Мы выпили, не чокаясь. Его голову клонило к столу. Я разглядывал мозаику на потолке — хорошую сталинскую мозаику, какой не делают теперь нигде в мире, — может, только в Северной Корее. О.О. совсем сморило, я же в те годы мог пить и гулять много суток без сна, подряд…
Через полгода я женился, влюбившись в милую девочку и рассудив, что приключения позади и к двадцати пяти годам я заслужил немного счастья в своей маленькой семье. Она была генеральской дочерью — представляете, как доволен был генерал, — и начинающей художницей, и альбом Миро перекочевал на ее полку. А еще через несколько лет на какой-то выставке я встретил и свою бывшую финскую подругу. Она расплылась и потускнела. Рассказала, что тоже была замужем — за аспирантом из Волгограда, что вывезла его в Хельсинки, но он бросил ее и уехал в Америку. Зачем она снова приехала в Россию, я не стал спрашивать, должно быть, выходить замуж.
глава VII
ГУЛЯ
IТрудно было найти что-нибудь грязнее этого уличного кота — я не говорю о человекообразных обывателях — в том северокавказском городишке, и именно его-то она и подхватила на руки, прижав к своему светлому платью. Мы приехали искать клад. Много золота, бриллиантов, старинных украшений, которые ее бабка впопыхах запихала в нишу кирпичного борова печной трубы, прежде чем отплыть в Константинополь. Три дня жили в мотеле при дороге из аэропорта в центр, шлялись по опасным грязным кабакам, два раза были в церкви, где она ставила свечи, молилась неизвестно за кого и неумело, она была атеисткой; сейчас она прижимала к груди это отродье со спутанной шерстью в парше, с отчетливым запахом гнилой рыбы из пасти. В нищенском трущобном полусвете я видел, что по ее щекам стекают слезы.
Плакала она и в церкви; и когда мы впервые вышли к разлапистому одноэтажному красного кирпича особняку, отданному советской властью под больницу, кажется, МПС; и даже когда я воспротивился стоять в длиннющей, пахнувшей женским потом и кишевшей чумазыми детьми очереди за мороженым, — доказывала мне, что ей как раз необходимо выстоять эту очередь на жаре со всеми людьми. Позже, узнав ее ближе, я стал догадываться, что во всем этом было больше социального самоуничижения, чем сентиментальной ностальгии.
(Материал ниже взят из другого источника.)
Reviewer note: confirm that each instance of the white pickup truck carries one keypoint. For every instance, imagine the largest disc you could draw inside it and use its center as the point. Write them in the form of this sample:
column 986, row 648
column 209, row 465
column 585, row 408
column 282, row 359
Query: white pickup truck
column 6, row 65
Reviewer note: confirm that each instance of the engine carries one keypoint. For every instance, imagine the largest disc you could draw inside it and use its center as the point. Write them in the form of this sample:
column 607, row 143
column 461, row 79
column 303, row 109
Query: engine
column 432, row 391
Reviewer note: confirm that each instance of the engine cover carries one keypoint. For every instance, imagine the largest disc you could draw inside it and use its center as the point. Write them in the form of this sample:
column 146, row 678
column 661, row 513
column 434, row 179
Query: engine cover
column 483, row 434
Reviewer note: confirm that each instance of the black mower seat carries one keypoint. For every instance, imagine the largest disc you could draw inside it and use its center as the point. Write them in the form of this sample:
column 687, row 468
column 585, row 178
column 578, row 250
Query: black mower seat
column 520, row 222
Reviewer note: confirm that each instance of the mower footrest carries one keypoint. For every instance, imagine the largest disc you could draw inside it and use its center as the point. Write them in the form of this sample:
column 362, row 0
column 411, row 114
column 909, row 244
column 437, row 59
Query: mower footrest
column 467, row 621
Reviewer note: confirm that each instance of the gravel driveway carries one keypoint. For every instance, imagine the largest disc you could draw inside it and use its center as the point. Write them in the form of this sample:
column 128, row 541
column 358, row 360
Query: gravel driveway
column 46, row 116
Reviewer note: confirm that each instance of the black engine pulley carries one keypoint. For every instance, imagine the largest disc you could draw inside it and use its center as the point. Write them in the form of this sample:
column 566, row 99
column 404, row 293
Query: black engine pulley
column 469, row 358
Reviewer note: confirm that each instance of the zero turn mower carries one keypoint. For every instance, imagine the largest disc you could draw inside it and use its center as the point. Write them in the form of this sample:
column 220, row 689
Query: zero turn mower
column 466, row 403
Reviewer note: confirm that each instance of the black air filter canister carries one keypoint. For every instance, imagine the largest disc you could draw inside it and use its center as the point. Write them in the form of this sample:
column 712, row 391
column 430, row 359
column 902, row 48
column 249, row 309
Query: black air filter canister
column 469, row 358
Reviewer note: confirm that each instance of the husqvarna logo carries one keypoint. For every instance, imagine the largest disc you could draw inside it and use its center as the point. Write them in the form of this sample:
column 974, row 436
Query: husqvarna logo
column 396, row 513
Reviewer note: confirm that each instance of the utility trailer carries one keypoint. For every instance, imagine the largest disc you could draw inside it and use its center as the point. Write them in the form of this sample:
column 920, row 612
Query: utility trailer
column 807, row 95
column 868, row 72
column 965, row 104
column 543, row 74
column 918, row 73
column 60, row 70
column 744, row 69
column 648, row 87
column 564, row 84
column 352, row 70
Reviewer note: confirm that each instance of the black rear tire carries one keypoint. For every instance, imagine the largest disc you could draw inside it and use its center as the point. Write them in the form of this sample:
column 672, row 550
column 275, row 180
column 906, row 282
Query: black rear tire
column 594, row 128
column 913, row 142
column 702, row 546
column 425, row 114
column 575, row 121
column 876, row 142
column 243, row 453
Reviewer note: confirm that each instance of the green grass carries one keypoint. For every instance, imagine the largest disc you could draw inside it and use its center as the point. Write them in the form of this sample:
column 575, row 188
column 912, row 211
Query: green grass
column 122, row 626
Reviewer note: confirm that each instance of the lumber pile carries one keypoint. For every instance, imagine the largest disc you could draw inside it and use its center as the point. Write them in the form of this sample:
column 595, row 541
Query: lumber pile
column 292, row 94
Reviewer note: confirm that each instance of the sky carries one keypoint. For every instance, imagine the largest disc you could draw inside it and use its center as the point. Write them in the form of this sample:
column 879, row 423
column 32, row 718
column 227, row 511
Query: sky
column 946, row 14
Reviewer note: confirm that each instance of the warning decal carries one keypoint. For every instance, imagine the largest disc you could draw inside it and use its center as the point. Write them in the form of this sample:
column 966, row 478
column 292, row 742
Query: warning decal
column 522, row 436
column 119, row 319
До сих пор удивляюсь, как нас там не зарезали. Она была вполне жертва и притягивала уличных маргиналов — высокая, чуть сутулая блондинка с бюстом и ногами фотомодели, растерянная иностранка, раздающая деньги нищим, с заискивающей готовностью оделяющая дорогими заграничными сигаретами черных с рыжиной фиксатых парней с угрюмыми прыщеватыми лицами, сующая жвачку детям цыганок, торговавших у вокзала губной помадой; к тому ж — с глазами всегда на мокром месте. Последнее обстоятельство, впрочем, я тогда относил не столько за счет умиления от встречи с пенатами и ларами, сколько списывал на то, что трезвы мы, конечно, не бывали. Вряд ли она привыкла у себя во Франции к таким количествам крепкого, дурного качества алкоголя, но водка была необходима при здешней пище, к тому ж вино здесь отдавало уксусом, шампанское было теплым и сладким, пахло дрожжами. Ступа, к счастью, у нее с собой не было, пакетик марихуаны, прихваченный из Парижа, ее более опытная подруга заставила выбросить в сортир в самолете, а я грудью встал против ее поползновений приобрести анаши у здешней шпаны, — я боялся подставки, после чего местной конторе ничего не стоило бы продержать ее с месячишко в кутузке перед высылкой из страны; о собственной судьбе в этом случае я не говорю. Однако, предполагая некоторые особенности ее характера, подобную перспективу я ей не стал описывать: помани я ее столь блестящими, айседордункановскими возможностями, она рванула бы за своим кифом, и никто бы ее не удержал. Так что я лишь врал, что здесь нас непременно кинут, всучат фуфло и бодягу, но когда мы доберемся до Москвы — я добуду ей дряни и дури сколько душе угодно.